First we will compare both models using the down-sampled training data:

```{r down_evaluation, warning=FALSE}
metric <- "ROC"
control <- trainControl(
  method = "LGOCV", p = 0.8, number = 150,
  summaryFunction = twoClassSummary,
  classProbs = T,
  savePredictions = T
)

set.seed(7)
fit.rpart.down <- train(
  dx_cancer ~ .,
  data = down_train,
  method = "rpart",
  metric = metric,
  trControl = control,
  na.action = na.rpart
)
# Random Forest
set.seed(7)
fit.rf.down <- train(
  dx_cancer ~ .,
  data = down_train,
  method = "rf",
  metric = metric,
  trControl = control,
  na.action = randomForest::na.roughfix
)

# Summarize accuracy of models
results <- resamples(list(rpart = fit.rpart.down, rf = fit.rf.down))
summary(results)
plot.roc(as.numeric(fit.rpart.down$pred$obs), as.numeric(fit.rpart.down$pred$pred), main = fit.rpart.down$method, print.auc = T)
plot.roc(as.numeric(fit.rf.down$pred$obs), as.numeric(fit.rf.down$pred$pred), main = fit.rf.down$method, print.auc = T)
# Compare accuracy of models
dotplot(results)
```

```{r up_evaluation, warning=FALSE}
metric <- "ROC"
control <- trainControl(
  method = "LGOCV", p = 0.8, number = 150,
  summaryFunction = twoClassSummary,
  classProbs = T,
  savePredictions = T
)

set.seed(7)
fit.rpart.up <- train(
  dx_cancer ~ .,
  data = up_train,
  method = "rpart",
  metric = metric,
  trControl = control,
  na.action = na.rpart
)
# Random Forest
set.seed(7)
fit.rf.up <- train(
  dx_cancer ~ .,
  data = up_train,
  method = "rf",
  metric = metric,
  trControl = control,
  na.action = randomForest::na.roughfix
)

# Summarize accuracy of models
results <- resamples(list(rpart = fit.rpart.up, rf = fit.rf.up))
summary(results)
plot.roc(as.numeric(fit.rpart.up$pred$obs), as.numeric(fit.rpart.up$pred$pred), main = fit.rpart.up$method, print.auc = T)
plot.roc(as.numeric(fit.rf.up$pred$obs), as.numeric(fit.rf.up$pred$pred), main = fit.rf.up$method, print.auc = T)
# Compare accuracy of models
dotplot(results)
```

## Validation

Now it is time to validate the models using the test set we created from the original dataset:

```{r validation}
# Make predictions
pred.rpart.up <- predict(fit.rpart.up, data.test, na.action = na.rpart)
pred.rpart.down <- predict(fit.rpart.up, data.test, na.action = na.rpart)
pred.rf.up <- predict(fit.rf.up, data.test, na.action = randomForest::na.roughfix)
pred.rf.down <- predict(fit.rf.down, data.test, na.action = randomForest::na.roughfix)

confusionMatrix(pred.rpart.up, data.test$dx_cancer)
confusionMatrix(pred.rpart.down, data.test$dx_cancer)
confusionMatrix(pred.rf.up, data.test$dx_cancer)
confusionMatrix(pred.rf.down, data.test$dx_cancer)
```

We see that all algorithms had similar performances in the validation step.

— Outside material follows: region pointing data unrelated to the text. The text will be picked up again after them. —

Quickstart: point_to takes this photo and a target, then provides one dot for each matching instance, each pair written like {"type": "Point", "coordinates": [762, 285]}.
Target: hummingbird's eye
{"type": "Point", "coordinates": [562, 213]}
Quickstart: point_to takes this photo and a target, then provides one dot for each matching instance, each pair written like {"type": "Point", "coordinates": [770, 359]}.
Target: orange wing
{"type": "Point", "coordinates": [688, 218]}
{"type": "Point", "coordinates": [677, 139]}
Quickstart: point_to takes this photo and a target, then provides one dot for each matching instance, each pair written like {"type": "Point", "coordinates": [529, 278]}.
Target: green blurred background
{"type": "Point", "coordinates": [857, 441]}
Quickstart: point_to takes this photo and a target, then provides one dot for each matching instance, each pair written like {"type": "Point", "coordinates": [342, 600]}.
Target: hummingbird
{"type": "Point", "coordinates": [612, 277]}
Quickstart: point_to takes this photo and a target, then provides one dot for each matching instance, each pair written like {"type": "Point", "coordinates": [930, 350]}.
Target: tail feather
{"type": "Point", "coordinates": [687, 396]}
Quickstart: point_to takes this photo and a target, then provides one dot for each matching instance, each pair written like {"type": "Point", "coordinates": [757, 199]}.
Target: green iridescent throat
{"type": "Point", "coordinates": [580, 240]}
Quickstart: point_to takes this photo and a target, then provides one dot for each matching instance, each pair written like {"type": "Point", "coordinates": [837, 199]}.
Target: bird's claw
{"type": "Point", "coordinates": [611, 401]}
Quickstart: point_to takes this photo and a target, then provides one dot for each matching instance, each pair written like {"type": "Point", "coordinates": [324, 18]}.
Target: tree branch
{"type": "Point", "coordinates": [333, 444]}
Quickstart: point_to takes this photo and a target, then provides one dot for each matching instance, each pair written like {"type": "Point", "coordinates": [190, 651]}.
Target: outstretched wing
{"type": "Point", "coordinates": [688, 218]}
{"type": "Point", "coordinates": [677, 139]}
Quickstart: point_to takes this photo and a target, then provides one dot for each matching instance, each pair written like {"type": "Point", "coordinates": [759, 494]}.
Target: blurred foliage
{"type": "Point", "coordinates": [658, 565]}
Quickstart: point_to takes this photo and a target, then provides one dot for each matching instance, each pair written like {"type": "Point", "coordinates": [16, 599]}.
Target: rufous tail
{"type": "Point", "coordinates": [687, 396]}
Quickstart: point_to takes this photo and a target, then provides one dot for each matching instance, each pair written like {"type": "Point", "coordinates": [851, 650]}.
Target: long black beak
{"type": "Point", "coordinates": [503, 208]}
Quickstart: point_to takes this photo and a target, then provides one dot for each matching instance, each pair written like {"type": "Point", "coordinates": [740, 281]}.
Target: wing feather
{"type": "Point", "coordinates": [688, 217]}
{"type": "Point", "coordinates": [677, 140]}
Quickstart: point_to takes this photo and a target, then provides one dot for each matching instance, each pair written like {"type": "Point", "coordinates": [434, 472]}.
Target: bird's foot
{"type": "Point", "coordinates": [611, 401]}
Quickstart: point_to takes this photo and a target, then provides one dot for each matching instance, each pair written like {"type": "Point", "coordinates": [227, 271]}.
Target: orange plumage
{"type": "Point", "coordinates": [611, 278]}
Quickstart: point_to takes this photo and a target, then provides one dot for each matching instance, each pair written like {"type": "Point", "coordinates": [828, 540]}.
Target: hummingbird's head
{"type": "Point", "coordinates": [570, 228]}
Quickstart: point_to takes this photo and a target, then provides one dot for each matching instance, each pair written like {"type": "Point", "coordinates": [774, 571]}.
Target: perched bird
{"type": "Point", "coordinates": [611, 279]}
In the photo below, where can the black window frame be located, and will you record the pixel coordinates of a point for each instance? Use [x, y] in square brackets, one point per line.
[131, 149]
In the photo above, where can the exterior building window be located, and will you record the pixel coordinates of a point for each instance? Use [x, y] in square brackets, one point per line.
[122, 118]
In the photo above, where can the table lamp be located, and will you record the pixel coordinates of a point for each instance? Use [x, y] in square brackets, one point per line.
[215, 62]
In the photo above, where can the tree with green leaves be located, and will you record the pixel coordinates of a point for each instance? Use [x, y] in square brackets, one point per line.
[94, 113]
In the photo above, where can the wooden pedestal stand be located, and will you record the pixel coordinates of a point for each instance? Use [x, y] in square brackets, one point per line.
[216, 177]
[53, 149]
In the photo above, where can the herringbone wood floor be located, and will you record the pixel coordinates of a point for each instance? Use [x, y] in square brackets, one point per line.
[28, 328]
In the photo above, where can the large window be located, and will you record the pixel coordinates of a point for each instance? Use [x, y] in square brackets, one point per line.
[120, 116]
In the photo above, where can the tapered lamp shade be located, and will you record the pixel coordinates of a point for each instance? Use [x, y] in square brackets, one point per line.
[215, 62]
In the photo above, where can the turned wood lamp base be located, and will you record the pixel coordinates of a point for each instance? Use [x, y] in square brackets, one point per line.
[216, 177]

Even augmenting the dataset isn't enough to overcome the inherent problems of this dataset with such heavy class imbalances. I would dare to say that in the validation step, the best result was with down sampling instead of upsampling, since we had fewer false negatives (that is a big problem in diagnostic tests).